Since Marx first called for a
society "from each according to ability, to each according to need"
this vision has been a driving force in history. But it has also raised the
problem: how do we win, how do we build a revolutionary movement capable of
creating socialism? Despite the many setbacks, we remain convinced the working
class will understand its revolutionary potential. Socialism is closer today
than we recognise. If there is a single word to characterise our time, that
word is change.
Everyone knows the economy is undergoing a profound change.
This change is fundamental and irreversible; it is so great it is causing great
change in every aspect of life. The content of the change in the economy is the
replacement of human labour by new and ever expanding automated technologies,
the core of which is computer-controlled robotics. Every employer understands
that the surest way to increase profits is to have the worker produce more for
the same amount of wages. Huge sections of the population are locked into
“McJobs” or permanent joblessness. The new poor includes the throw-away workers
— temporary staff with no benefits, the part-time workers on zero hour
contracts.
In the history of this planet such
fundamental changes in the economy have always forced revolutionary changes in
the social system. Economic revolution
has always precipitated political revolution. Social reorganization becomes
inevitable because basic necessities of life must be paid for with money. We
make money by going to work. If the robots do the work, then how will we get
the food, housing and clothing we need?
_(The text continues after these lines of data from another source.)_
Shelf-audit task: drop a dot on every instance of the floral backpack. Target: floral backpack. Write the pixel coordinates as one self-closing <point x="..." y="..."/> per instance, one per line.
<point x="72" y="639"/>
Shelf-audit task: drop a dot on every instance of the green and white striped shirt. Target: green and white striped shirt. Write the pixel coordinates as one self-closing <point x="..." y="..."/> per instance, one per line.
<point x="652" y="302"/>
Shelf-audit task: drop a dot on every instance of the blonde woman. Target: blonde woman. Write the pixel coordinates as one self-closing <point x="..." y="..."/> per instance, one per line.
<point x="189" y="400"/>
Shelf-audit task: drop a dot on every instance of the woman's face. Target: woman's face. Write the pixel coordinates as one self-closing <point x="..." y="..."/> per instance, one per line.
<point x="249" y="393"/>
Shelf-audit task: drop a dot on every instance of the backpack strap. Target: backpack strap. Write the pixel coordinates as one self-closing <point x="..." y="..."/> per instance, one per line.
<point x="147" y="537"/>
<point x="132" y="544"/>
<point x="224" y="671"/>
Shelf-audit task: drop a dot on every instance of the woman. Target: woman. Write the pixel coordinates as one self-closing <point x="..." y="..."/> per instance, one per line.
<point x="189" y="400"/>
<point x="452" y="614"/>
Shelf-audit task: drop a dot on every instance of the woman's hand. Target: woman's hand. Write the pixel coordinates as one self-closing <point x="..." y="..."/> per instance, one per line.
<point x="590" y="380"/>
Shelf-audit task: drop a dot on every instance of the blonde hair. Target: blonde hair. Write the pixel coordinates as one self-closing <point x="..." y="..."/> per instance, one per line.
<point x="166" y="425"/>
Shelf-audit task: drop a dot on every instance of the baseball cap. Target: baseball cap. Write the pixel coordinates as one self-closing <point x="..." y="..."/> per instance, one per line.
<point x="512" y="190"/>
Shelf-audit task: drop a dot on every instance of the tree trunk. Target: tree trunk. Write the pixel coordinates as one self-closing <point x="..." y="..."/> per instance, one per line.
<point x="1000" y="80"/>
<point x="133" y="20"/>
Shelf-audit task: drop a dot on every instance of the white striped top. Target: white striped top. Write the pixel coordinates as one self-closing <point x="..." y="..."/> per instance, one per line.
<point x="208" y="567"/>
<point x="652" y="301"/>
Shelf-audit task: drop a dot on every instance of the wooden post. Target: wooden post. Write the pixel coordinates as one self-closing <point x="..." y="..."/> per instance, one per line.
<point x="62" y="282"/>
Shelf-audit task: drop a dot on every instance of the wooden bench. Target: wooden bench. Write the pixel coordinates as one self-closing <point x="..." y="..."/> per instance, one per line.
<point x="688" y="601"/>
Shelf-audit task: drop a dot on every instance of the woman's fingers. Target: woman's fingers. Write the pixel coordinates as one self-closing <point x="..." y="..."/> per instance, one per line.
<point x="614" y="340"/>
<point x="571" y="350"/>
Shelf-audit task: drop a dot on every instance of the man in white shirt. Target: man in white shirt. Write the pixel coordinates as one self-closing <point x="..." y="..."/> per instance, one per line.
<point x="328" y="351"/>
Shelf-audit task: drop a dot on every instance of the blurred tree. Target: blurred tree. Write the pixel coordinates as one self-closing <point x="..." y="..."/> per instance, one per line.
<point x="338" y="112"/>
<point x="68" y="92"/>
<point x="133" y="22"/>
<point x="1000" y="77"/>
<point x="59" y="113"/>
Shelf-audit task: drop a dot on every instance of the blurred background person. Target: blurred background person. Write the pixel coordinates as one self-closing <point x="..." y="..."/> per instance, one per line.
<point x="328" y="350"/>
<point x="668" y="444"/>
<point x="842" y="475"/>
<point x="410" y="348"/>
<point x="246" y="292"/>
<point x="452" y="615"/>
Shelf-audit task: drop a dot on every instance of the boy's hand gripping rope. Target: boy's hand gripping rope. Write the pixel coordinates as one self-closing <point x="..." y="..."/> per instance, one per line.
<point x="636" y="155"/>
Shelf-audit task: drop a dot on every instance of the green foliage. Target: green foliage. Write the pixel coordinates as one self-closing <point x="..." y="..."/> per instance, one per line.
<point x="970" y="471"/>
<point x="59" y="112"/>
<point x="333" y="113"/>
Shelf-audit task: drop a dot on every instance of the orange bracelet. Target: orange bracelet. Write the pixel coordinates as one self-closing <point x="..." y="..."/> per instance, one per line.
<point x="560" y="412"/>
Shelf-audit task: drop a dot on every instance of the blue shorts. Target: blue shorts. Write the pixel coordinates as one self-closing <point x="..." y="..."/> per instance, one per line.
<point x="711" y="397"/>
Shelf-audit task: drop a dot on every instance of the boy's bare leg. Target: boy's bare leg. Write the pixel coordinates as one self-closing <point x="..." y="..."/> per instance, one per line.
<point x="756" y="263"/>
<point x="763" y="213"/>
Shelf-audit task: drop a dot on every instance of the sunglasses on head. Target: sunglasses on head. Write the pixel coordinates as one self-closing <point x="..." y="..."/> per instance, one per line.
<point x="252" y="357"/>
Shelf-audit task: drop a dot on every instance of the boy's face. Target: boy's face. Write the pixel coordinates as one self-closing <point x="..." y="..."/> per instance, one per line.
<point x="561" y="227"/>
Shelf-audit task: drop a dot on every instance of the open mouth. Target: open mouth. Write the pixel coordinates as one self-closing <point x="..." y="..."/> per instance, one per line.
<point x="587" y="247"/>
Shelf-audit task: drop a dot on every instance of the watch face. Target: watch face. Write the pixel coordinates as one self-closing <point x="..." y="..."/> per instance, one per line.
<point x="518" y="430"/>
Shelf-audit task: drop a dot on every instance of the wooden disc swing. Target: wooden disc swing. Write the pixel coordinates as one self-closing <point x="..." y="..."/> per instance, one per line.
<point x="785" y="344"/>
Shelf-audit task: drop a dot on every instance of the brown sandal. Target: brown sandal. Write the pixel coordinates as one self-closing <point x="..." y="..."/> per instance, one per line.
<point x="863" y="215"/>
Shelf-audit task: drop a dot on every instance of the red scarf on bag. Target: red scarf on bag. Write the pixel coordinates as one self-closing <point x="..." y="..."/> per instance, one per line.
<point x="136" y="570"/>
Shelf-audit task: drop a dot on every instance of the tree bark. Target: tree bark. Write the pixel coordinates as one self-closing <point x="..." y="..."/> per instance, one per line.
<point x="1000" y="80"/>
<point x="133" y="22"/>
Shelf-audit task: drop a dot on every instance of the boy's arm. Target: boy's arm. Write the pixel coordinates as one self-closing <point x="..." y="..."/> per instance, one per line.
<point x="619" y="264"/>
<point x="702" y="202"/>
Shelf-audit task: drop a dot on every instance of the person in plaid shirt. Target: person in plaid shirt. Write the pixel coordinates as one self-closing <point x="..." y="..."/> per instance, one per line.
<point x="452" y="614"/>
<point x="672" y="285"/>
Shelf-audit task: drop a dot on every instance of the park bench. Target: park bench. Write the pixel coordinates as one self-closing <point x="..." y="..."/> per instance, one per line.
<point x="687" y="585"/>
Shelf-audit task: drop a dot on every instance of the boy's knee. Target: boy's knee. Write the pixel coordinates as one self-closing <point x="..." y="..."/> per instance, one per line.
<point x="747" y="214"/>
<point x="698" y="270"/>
If there is going to be production without
wages, then there must be distribution without money! We must guarantee that
the change result in a better life for the people. We must guarantee the new
technological revolution reach the potential for common good through common
ownership. Can we who understand today visualise tomorrow with enough clarity
to accept the historic responsibilities of revolutionaries?
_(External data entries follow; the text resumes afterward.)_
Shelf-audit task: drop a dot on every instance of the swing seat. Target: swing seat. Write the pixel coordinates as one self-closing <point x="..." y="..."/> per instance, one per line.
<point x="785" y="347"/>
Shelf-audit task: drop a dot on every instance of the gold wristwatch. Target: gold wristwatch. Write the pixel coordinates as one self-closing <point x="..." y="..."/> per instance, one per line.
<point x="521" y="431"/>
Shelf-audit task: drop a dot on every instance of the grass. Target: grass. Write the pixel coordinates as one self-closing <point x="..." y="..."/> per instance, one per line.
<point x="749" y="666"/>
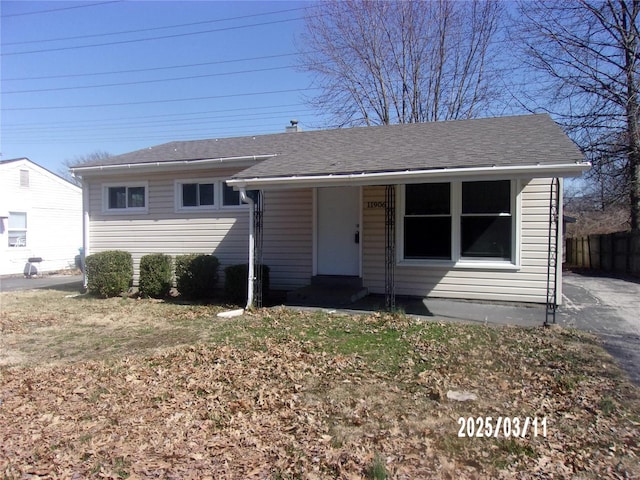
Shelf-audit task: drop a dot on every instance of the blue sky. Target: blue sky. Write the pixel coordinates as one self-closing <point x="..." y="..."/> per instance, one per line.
<point x="116" y="76"/>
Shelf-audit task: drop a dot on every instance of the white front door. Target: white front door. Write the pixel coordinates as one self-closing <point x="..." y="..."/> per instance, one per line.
<point x="338" y="231"/>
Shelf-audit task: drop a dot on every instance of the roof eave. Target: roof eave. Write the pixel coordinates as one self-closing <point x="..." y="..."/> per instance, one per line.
<point x="413" y="176"/>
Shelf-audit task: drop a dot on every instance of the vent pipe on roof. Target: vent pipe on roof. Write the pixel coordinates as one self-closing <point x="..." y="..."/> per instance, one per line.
<point x="293" y="128"/>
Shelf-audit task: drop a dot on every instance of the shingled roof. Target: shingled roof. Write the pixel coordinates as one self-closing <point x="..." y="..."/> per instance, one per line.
<point x="502" y="141"/>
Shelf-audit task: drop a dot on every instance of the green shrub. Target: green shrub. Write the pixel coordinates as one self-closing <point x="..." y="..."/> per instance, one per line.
<point x="236" y="282"/>
<point x="156" y="276"/>
<point x="196" y="275"/>
<point x="109" y="273"/>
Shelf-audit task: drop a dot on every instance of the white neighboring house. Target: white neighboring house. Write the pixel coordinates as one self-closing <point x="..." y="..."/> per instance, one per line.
<point x="40" y="217"/>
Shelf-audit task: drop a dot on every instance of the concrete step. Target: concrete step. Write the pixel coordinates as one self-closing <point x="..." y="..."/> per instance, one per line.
<point x="326" y="295"/>
<point x="337" y="281"/>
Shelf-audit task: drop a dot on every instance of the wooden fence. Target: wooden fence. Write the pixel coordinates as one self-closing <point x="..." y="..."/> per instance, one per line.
<point x="614" y="252"/>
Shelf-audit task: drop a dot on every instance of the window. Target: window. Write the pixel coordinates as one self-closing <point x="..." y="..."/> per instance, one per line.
<point x="126" y="198"/>
<point x="205" y="194"/>
<point x="485" y="221"/>
<point x="458" y="222"/>
<point x="230" y="197"/>
<point x="17" y="229"/>
<point x="427" y="221"/>
<point x="24" y="178"/>
<point x="197" y="195"/>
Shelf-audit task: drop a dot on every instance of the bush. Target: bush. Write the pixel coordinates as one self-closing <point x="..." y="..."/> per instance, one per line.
<point x="156" y="276"/>
<point x="236" y="283"/>
<point x="196" y="275"/>
<point x="109" y="273"/>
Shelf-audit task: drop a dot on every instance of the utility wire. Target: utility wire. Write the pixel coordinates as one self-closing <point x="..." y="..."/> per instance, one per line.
<point x="173" y="100"/>
<point x="251" y="109"/>
<point x="151" y="69"/>
<point x="151" y="29"/>
<point x="37" y="12"/>
<point x="147" y="39"/>
<point x="141" y="82"/>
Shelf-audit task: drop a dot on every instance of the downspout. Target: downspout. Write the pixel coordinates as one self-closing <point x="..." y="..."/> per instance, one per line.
<point x="246" y="199"/>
Under capitalism, the capitalists
own the means of production. Workers are forced to sell their labour power and
the capitalist exploits them. In socialism, the means of production are owned
by the working class. The technology exist to produce all that we need. For the
first time in history, a true flowering of the human intellect and spirit is
possible. The Socialist Party fight is to reorganise society. Our vision is of
a new, cooperative society of equality, and of a people awakening. Important in
understanding socialism is understanding what it is not. Distortion upon lie
upon distortion have been piled so high that genuine socialism is now buried
underneath a pile of deceit. There are now so many people with diametrically
oppose socialist ideas who nevertheless claim to be socialists that the term
has become almost meaningless. Socialism is not a movement of reformist social
legislation while the workers play either a passive or merely supportive role.
The real socialist tradition rejects the identification of socialism with the
actions of small minorities in which a few hundred or even several thousand
armed insurrectionists liberate the masses on their behalf.
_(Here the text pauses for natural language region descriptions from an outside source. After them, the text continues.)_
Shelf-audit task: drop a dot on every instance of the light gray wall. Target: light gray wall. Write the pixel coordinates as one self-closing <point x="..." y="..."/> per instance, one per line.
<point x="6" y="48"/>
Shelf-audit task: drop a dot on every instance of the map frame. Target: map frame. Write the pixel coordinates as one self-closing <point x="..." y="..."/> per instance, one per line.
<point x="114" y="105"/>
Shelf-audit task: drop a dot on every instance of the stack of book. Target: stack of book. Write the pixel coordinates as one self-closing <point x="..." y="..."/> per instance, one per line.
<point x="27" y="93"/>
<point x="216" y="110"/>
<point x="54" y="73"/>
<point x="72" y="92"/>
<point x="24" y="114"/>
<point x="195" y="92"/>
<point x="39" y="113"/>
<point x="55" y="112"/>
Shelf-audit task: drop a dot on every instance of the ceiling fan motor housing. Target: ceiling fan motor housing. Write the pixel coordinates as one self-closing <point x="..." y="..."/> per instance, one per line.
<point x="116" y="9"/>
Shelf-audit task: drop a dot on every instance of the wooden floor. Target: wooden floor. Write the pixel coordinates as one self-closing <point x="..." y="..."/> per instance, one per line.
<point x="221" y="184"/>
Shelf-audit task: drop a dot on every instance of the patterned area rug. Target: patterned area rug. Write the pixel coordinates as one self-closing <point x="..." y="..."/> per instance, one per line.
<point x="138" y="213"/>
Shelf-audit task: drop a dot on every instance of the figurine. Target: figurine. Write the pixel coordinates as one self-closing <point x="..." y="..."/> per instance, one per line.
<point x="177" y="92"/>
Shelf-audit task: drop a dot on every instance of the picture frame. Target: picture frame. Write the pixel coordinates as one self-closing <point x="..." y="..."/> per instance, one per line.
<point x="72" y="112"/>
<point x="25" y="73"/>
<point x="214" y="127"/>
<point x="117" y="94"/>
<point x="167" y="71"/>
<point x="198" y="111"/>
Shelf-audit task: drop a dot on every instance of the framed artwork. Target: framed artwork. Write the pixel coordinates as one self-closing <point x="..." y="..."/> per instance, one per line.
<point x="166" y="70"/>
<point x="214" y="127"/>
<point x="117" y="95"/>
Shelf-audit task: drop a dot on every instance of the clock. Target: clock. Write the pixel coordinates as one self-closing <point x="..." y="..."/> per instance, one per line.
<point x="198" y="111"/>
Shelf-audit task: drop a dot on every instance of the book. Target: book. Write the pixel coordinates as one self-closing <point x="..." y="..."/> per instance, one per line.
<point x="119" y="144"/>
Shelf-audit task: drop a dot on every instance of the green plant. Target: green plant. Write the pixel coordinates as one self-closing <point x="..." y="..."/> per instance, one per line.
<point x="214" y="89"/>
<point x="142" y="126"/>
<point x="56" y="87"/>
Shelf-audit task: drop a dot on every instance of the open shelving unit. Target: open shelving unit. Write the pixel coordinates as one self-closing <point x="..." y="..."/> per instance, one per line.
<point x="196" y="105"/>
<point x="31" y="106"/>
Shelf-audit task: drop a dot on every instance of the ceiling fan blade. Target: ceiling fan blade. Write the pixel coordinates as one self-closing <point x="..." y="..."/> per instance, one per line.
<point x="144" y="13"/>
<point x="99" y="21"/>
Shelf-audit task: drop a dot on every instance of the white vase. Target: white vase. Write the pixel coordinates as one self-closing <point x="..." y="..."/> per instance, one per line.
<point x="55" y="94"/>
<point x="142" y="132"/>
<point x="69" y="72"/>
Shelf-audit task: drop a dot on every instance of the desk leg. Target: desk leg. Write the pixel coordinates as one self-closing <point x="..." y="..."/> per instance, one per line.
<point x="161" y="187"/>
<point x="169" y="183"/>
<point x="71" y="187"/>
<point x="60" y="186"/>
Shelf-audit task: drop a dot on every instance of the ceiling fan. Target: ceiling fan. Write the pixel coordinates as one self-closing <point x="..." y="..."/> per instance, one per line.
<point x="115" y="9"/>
Socialism rejects the establishment
of one-party state bureaucracies, or the gradualist approach that asks the
working class to put its faith in well-meaning politicians. Ordinary people
must themselves organise, creating their own institutions of struggle and of
administration. The emancipation of the working class must be the work of the
workers themselves is a principle which means our class needs independent
organisations it controls in order to secure its liberation. Self-emancipation
requires that the working class gain power in society. A self-managing society
needs a structure through which the people make and enforce the basic rules of
the society and defend their social order.